Continue.dev: What Engineers Actually Found
Engineers testing Continue.dev in real codebases share latency numbers, cost surprises, and the workflows where it actually helps.
The Setup Most Engineers Start With
Most engineers land on Continue.dev the same way. They hear about it on a Reddit thread about escaping Copilot, or they catch a YouTube walkthrough where someone wires it up to Ollama in a 12-minute video. The pitch is simple. Open source, model-agnostic, runs in VS Code and JetBrains, and you can point it at local models if you care about code leaving your machine.

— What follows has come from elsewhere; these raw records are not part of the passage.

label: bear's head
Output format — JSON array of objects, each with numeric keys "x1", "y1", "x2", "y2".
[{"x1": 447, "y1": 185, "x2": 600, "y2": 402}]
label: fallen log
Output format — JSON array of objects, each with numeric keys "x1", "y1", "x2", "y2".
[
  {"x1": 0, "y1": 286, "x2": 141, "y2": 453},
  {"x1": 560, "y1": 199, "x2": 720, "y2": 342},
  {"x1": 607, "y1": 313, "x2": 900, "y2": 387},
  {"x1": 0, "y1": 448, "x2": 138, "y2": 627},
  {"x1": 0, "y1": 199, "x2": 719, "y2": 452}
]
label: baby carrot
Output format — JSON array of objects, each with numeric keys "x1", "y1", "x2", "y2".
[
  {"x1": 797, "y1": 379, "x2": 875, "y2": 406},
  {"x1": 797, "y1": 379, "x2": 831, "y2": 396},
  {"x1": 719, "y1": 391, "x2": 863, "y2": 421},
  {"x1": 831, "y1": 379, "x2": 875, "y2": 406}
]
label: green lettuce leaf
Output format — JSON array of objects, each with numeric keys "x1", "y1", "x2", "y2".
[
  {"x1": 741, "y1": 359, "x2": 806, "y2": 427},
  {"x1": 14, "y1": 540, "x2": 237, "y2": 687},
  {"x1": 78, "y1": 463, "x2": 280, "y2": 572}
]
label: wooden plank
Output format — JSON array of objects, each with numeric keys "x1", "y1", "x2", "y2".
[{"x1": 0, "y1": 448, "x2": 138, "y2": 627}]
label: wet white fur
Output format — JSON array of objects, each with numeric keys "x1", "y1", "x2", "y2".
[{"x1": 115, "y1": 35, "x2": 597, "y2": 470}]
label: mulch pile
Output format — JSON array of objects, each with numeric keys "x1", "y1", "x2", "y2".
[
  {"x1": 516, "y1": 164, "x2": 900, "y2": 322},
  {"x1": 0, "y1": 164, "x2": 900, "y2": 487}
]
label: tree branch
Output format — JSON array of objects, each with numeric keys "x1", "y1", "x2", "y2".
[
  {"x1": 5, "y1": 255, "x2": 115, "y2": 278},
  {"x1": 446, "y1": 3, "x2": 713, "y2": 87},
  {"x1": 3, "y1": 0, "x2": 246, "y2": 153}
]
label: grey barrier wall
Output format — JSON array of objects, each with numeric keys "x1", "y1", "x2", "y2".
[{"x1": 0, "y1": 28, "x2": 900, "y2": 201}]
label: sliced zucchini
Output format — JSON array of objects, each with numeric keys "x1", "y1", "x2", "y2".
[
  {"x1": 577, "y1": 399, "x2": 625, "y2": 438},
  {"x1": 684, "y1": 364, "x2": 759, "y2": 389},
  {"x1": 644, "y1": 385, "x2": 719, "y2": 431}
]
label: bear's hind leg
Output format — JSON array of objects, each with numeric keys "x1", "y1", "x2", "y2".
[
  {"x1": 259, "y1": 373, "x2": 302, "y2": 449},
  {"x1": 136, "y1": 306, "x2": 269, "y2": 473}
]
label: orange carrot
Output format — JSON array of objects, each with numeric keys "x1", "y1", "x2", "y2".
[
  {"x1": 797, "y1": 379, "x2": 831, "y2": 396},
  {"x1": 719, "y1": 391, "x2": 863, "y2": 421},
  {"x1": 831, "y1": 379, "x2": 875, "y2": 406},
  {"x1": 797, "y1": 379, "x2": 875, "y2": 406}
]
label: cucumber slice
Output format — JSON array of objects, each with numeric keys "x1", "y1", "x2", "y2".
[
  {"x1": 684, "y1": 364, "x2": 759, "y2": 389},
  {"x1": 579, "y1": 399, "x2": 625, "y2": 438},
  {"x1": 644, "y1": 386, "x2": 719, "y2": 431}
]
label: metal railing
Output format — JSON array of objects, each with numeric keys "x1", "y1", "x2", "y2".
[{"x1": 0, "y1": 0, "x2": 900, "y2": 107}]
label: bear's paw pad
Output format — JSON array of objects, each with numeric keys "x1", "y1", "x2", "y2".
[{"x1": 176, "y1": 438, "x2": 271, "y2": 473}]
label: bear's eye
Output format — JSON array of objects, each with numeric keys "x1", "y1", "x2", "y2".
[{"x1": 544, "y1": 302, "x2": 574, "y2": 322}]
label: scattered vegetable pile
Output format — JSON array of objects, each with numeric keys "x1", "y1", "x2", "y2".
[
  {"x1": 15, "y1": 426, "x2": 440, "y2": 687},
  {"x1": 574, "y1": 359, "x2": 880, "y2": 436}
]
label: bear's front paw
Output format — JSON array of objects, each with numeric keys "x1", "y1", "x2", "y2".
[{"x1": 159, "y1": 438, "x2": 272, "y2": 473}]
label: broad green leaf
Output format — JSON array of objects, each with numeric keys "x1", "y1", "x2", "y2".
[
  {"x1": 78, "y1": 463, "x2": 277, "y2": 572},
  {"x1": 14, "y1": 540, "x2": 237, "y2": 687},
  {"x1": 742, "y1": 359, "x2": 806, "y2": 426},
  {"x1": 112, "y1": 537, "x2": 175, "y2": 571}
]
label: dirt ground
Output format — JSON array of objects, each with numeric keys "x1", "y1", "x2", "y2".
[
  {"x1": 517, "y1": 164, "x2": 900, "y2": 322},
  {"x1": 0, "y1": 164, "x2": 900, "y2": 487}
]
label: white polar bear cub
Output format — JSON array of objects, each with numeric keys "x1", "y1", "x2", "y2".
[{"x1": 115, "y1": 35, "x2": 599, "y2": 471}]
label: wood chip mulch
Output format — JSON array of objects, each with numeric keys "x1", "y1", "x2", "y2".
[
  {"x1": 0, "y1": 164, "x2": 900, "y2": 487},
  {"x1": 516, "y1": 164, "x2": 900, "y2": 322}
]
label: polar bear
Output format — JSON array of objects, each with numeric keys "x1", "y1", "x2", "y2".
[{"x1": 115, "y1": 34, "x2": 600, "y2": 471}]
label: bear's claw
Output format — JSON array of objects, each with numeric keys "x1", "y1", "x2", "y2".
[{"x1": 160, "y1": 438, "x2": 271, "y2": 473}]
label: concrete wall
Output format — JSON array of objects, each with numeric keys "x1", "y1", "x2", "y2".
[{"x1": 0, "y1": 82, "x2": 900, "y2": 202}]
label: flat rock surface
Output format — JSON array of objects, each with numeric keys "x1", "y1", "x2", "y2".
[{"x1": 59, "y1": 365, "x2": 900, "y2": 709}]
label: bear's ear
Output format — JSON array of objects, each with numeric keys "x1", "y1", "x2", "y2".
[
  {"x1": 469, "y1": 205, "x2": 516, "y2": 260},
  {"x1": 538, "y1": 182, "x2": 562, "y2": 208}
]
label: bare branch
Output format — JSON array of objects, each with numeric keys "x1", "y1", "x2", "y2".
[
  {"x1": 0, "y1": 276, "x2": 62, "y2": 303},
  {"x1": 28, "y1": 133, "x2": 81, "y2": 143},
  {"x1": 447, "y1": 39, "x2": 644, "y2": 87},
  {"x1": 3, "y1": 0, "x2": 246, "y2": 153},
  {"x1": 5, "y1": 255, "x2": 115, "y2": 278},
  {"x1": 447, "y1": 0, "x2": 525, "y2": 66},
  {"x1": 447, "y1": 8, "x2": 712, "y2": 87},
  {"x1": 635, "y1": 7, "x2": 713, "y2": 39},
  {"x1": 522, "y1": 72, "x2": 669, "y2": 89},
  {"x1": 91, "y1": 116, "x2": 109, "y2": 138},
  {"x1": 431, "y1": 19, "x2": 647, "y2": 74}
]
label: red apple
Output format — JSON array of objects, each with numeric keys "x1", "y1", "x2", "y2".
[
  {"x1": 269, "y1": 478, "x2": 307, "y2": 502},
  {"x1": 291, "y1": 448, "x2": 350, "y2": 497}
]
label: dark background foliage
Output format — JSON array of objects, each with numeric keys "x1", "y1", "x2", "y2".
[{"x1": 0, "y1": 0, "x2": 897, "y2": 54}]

A thread on r/LocalLLaMA from early 2025 captured the typical first impression pretty well. One developer wrote that they expected “a Copilot clone that just works” and got something more like “a Lego kit where the bricks are all the right shape but you still have to read the manual.” That tension shows up over and over in community feedback. Continue.dev is powerful, but the experience is not turnkey for most teams.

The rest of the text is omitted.